Path to collapse for an isolated N\'eel skyrmion

TL;DR

This paper uses a path method with atomic scale simulations to analyze skyrmion collapse mechanisms in a Co/Pt(111) monolayer, revealing two distinct paths and emphasizing the role of Dzyaloshinskii-Moriya interaction in stability.

Contribution

It introduces a general path method for skyrmion collapse analysis and identifies the dominant role of Dzyaloshinskii-Moriya interaction over topology in stability.

Findings

Two collapse mechanisms with different energy barriers identified.

Lowest energy barrier path aligns with Langevin dynamics results.

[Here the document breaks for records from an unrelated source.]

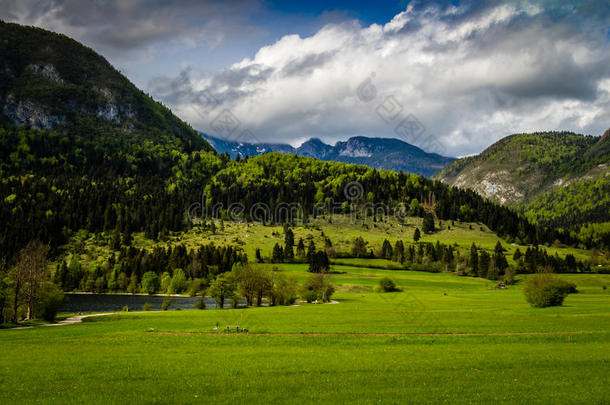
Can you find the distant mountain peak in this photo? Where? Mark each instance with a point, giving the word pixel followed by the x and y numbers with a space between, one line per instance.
pixel 380 153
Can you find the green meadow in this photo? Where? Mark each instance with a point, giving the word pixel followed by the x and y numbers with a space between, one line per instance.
pixel 340 229
pixel 443 338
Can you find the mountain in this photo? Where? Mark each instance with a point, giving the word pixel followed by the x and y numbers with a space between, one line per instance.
pixel 555 178
pixel 379 153
pixel 82 148
pixel 51 82
pixel 84 152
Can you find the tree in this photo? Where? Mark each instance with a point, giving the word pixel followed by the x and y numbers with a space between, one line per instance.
pixel 386 250
pixel 284 291
pixel 428 224
pixel 499 261
pixel 132 288
pixel 259 258
pixel 318 262
pixel 61 274
pixel 301 248
pixel 253 283
pixel 311 249
pixel 178 284
pixel 474 259
pixel 50 301
pixel 484 261
pixel 116 239
pixel 359 247
pixel 150 282
pixel 278 254
pixel 545 290
pixel 288 243
pixel 318 287
pixel 414 208
pixel 166 279
pixel 416 235
pixel 29 275
pixel 222 288
pixel 4 295
pixel 387 285
pixel 399 251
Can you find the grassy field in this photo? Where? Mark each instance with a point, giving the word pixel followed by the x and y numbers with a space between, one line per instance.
pixel 442 339
pixel 341 231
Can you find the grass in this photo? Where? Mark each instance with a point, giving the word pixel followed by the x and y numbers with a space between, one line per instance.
pixel 366 349
pixel 342 231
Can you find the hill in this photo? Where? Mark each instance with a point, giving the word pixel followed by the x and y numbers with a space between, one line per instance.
pixel 80 146
pixel 82 149
pixel 379 153
pixel 541 171
pixel 51 82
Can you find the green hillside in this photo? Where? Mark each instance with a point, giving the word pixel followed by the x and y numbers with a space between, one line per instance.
pixel 557 178
pixel 51 82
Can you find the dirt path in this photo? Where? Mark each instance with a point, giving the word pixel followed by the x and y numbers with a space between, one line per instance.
pixel 68 321
pixel 377 334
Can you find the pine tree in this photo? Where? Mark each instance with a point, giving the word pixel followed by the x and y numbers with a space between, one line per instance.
pixel 416 235
pixel 474 259
pixel 278 254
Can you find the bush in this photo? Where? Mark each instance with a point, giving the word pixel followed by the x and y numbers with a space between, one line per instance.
pixel 544 290
pixel 200 304
pixel 387 285
pixel 167 302
pixel 150 283
pixel 51 300
pixel 317 287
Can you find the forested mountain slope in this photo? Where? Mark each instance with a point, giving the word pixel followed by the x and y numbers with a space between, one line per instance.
pixel 82 148
pixel 557 178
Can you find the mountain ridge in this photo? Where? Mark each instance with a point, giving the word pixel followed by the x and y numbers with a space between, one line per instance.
pixel 49 81
pixel 379 153
pixel 545 174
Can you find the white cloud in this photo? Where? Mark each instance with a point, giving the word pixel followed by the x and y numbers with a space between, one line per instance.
pixel 470 76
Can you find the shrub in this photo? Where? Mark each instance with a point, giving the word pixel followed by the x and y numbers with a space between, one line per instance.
pixel 387 285
pixel 178 284
pixel 167 302
pixel 200 304
pixel 150 282
pixel 51 299
pixel 317 287
pixel 544 290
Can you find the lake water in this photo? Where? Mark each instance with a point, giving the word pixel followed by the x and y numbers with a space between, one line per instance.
pixel 115 302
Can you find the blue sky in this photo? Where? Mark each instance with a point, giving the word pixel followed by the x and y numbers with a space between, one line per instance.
pixel 468 73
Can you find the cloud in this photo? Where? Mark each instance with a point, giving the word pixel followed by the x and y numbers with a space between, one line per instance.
pixel 133 26
pixel 470 74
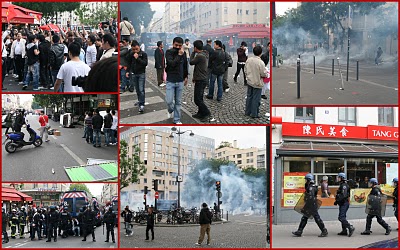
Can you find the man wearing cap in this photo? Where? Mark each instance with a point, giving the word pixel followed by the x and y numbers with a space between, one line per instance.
pixel 342 199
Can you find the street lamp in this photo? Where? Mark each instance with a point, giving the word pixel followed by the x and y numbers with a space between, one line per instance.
pixel 179 178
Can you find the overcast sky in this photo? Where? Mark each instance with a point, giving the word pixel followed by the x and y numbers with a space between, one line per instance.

Topology plays a minor role in skyrmion destabilization.

Abstract

A path method is implemented in order to precisely and generally describe the collapse of isolated skyrmions in a Co/Pt(111) monolayer, on the basis of atomic scale simulations. Two collapse mechanisms with different energy barriers are found. The most obvious path, featuring a homogeneous shrinking gives the largest energy, whereas the lowest energy barrier is shown to comply with the outcome of Langevin dynamics under a destabilizing field of 0.25 T, with a lifetime of 20~ns at around 80~K. For this lowest energy barrier path, skyrmion destabilization occurs much before any topology change, suggesting that topology plays a minor role in the skyrmion stability. On the contrary, an important role appears devoted to the Dzyaloshinskii-Moriya interaction, establishing a route towards improved skyrmion stability.